Cancer experts say other aspects of the new law also disappointed them. ASCO’s Lichter says he was let down to see the end-of-life issues become too controversial to include. While the hope is that every patient will survive, the reality is that many will need to have a conversation with their physician about stopping care, he says. “We know from research that patients who have the discussion have a better quality of life through their final episodes and, in many instances, have a longer life,” Lichter says. “We had hoped and supported the provisions in the legislation that would begin to recognize the complexity of these end-of-life decisions.”

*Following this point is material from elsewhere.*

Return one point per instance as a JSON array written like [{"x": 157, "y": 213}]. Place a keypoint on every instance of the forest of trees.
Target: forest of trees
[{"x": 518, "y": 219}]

Health advocates say other work remains as well in the nation’s health care system. Chief among them is addressing the cost of care, which consumes more than 15 percent of the economy, more than any other nation (read "The Devil Is in the Dollars"). “Our biggest concern was that the legislation really dropped the ball with regard to health care costs,” says Robert Zirkelbach, a spokesman for America’s Health Insurance Plans, which represents the insurance industry. “The data are very clear that soaring medical costs are the primary driver of rising health insurance premiums. As those costs are going up, it’s making it more difficult for families to be able to afford coverage.”